Fully Character-Level Neural Machine Translation without Explicit Segmentation
Jason Lee
and
Kyunghyun Cho
and
Thomas Hofmann
arXiv e-Print archive - 2016 via Local arXiv
Keywords:
cs.CL, cs.LG
First published: 2016/10/10 (8 years ago) Abstract: Most existing machine translation systems operate at the level of words,
relying on explicit segmentation to extract tokens. We introduce a neural
machine translation (NMT) model that maps a source character sequence to a
target character sequence without any segmentation. We employ a character-level
convolutional network with max-pooling at the encoder to reduce the length of
source representation, allowing the model to be trained at a speed comparable
to subword-level models while capturing local regularities. Our
character-to-character model outperforms a recently proposed baseline with a
subword-level encoder on WMT'15 DE-EN and CS-EN, and gives comparable
performance on FI-EN and RU-EN. We then demonstrate that it is possible to
share a single character-level encoder across multiple languages by training a
model on a many-to-one translation task. In this multilingual setting, the
character-level encoder significantly outperforms the subword-level encoder on
all the language pairs. We also observe that the quality of the multilingual
character-level translation even surpasses the models trained and tuned on one
language pair, namely on CS-EN, FI-EN and RU-EN.

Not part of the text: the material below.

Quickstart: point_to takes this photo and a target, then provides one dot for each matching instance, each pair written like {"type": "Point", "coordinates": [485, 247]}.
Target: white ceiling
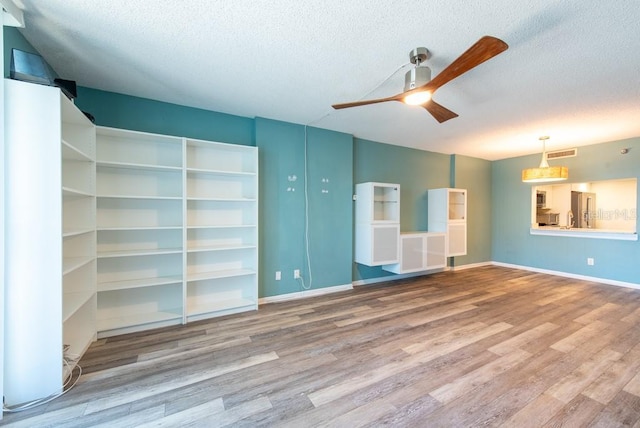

TLDR; The authors propose a character-level Neural Machine Translation (NMT) architecture. The encoder is a convolutional network with max-pooling and highway layers that reduces size of the source representation. It does not use explicit segmentation. The decoder is a standard RNN. The authors apply their model to WMT'15 DE-EN, CS-EN, FI-EN and RU-EN data in bilingual and multilingual settings. They find that their model is competitive in bilingual settings and significantly outperforms competing models in the multilingual setting with a shared encoder.
#### Key Points
- Challenge: Apply standard seq2seq models to characters is hard because representation is too long. Attention network complexity grows quadratically with sequence length.
- Word-Level models are unable to model rare and out-of-vocab tokens and softmax complexity grows with vocabulary size.
- Character level models are more flexible: No need for explicit segmentation, can model morphological variants, multilingual without increasing model size.
- Reducing the length of the source sentence is key to fast training in char models.
- Encoder Network: Embedding -> Conv -> Maxpool -> Highway -> Bidirectional GRU
- Attenton Network: Single Layer
- Decoder: Two Layer GRU
- Multilingual setting: Language examples are balanced within each batch. No language identifier is provided to the encoder
- Bilingual Results: char2char performs as well as or better than bpe2char or bpe2bpe
- Multilingual Results: char2char outperforms bpe2char
- Trained model is robust to spelling mistakes and unseen morphologies
- Training time: Single Titan X training time for bilingual model is ~2 weeks. ~2.5 updates per second with batch size 64.
#### Notes
- I wonder if you can extract segmentation info from the network post training.